A team of researchers that includes Allen School professor Carlos Guestrin, Ph.D. student Tongshuang Wu and alumnus and affiliate professor Marco Tulio Ribeiro (Ph.D. ’18) of Microsoft captured the Best Paper Award at the 58th annual meeting of the Association for Computational Linguistics (ACL 2020). In the winning paper, “Beyond Accuracy: Behavioral Testing of NLP Models with CheckList,” they and former Allen School postdoc Sameer Singh, now a professor at the University of California, Irvine, introduce a methodology for comprehensively testing models for any natural language processing (NLP) task.
“In recent years, many machine learning models have achieved really high accuracy scores on a number of natural language processing tasks, often coming very close to or outperforming human accuracy,” Guestrin said. “However, when these models are evaluated carefully, they show critical failures and a basic lack of understanding of the tasks, indicating that these NLP tasks are far from solved.”
Much of lead author Ribeiro’s prior work is on analysis and understanding of machine learning and NLP models. As the driving force of the project, he began testing and found critical failures in several state-of-the-art models used for research and commercial purposes — despite the fact that these models out-performed humans on standard benchmarks. To remedy this problem, Ribeiro and his colleagues created a process and a tool called CheckList, which provides the framework and tooling necessary to enable developers to break their tasks into different “capabilities” and then write tests for these using a variety of test types.
People in several industries found new and actionable bugs to fix by using CheckList, even in systems that had been extensively tested in the past. In fact, NLP practitioners found three times more bugs by using CheckList than compared to existing techniques.
“I did a case study with a team at Microsoft and they were very happy to discover a lot of new bugs with CheckList”,” Ribeiro said. “We also tested models from Google and Amazon and we’ve received positive feedback from researchers in both companies.”

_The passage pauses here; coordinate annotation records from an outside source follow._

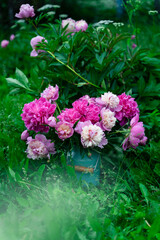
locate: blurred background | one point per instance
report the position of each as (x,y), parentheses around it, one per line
(90,10)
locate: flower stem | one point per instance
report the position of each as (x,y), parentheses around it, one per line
(72,70)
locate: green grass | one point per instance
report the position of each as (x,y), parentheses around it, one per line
(43,200)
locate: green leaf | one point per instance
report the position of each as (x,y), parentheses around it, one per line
(15,83)
(144,192)
(12,173)
(155,228)
(157,169)
(21,77)
(141,85)
(101,57)
(81,84)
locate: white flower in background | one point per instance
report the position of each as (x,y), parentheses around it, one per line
(110,100)
(92,136)
(71,24)
(152,12)
(108,119)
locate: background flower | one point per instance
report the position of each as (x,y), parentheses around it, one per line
(51,93)
(4,43)
(25,11)
(129,108)
(35,114)
(39,147)
(137,134)
(81,26)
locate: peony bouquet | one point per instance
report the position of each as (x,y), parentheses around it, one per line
(90,119)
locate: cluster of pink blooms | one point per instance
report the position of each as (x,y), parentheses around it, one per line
(25,11)
(74,26)
(133,44)
(89,117)
(4,43)
(136,135)
(38,117)
(34,44)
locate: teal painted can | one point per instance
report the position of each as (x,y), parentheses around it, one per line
(86,163)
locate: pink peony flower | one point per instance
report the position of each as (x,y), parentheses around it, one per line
(108,100)
(24,135)
(39,147)
(80,125)
(51,121)
(36,114)
(34,43)
(69,115)
(34,53)
(64,130)
(92,136)
(51,93)
(12,37)
(133,37)
(136,136)
(134,45)
(4,43)
(71,25)
(108,119)
(88,111)
(81,26)
(26,11)
(129,108)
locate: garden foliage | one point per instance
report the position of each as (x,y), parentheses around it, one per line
(97,59)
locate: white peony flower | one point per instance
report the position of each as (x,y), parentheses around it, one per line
(92,136)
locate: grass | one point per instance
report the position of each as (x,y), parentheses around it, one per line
(40,200)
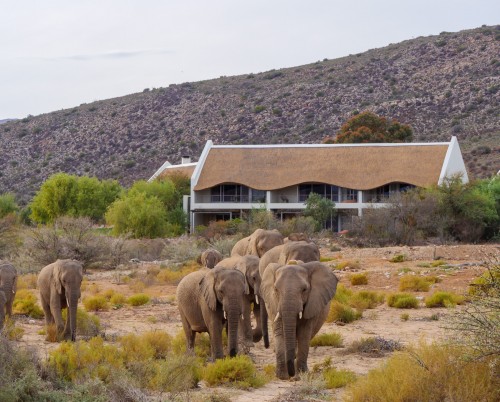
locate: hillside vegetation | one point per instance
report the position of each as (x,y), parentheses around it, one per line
(440,85)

Including CheckList, University of Washington researchers earned three out of the five recognized paper awards at ACL this year. The second of these, a Best Paper Honorable Mention, went to a group of researchers that included professor Noah Smith, Ph.D. student Suchin Gururangan, and postdocs Ana Marasović and Swabha Swayamdipta for their work on “Don’t Stop Pretraining: Adapt Language Models to Domains and Tasks.” The team — which also included applied research scientists Kyle Lo and Iz Beltagy of AI2 and Northwestern University professor Doug Downey — explored whether they could apply a multi-phased, adaptive approach to pretraining to improve the performance of language models that are pretrained on text from a wide variety of sources, from encyclopedias and news articles, to literary works and web content. Using a method they referred to as domain-adaptive pretraining (DAPT), the researchers showed how tailoring a model to the domain of a specific task can yield significant gains in performance. Further, the team found that by adapting the model to a task’s unlabeled data — an approach known as task-adaptive pretraining (TAPT) — they could boost the model’s performance with or without the use of DAPT.
In addition, Allen School adjunct professor Emily Bender of the UW Department of Linguistics and Saarland University professor Alexander Koller were awarded Best Theme Paper for “Climbing towards NLU: On Meaning, Form, and Understanding in the Age of Data,” in which they draw a distinction between form and meaning in assessing the field’s progress toward natural language understanding. While recognizing the success of large neural models like BERT on many NLP tasks, the authors assert that such systems cannot capture meaning from linguistic form alone. Instead, Bender and Koller argue, these models have been shown to learn some reflection of meaning into the linguistic form that has proven useful in various applications. With that in mind, the authors offer some thoughts on how members of their field can maintain a healthy — but not overhyped — optimism with respect to communicating about their work with language models and the overall progress of the field.
Congratulations to all on an outstanding showing at this year’s conference!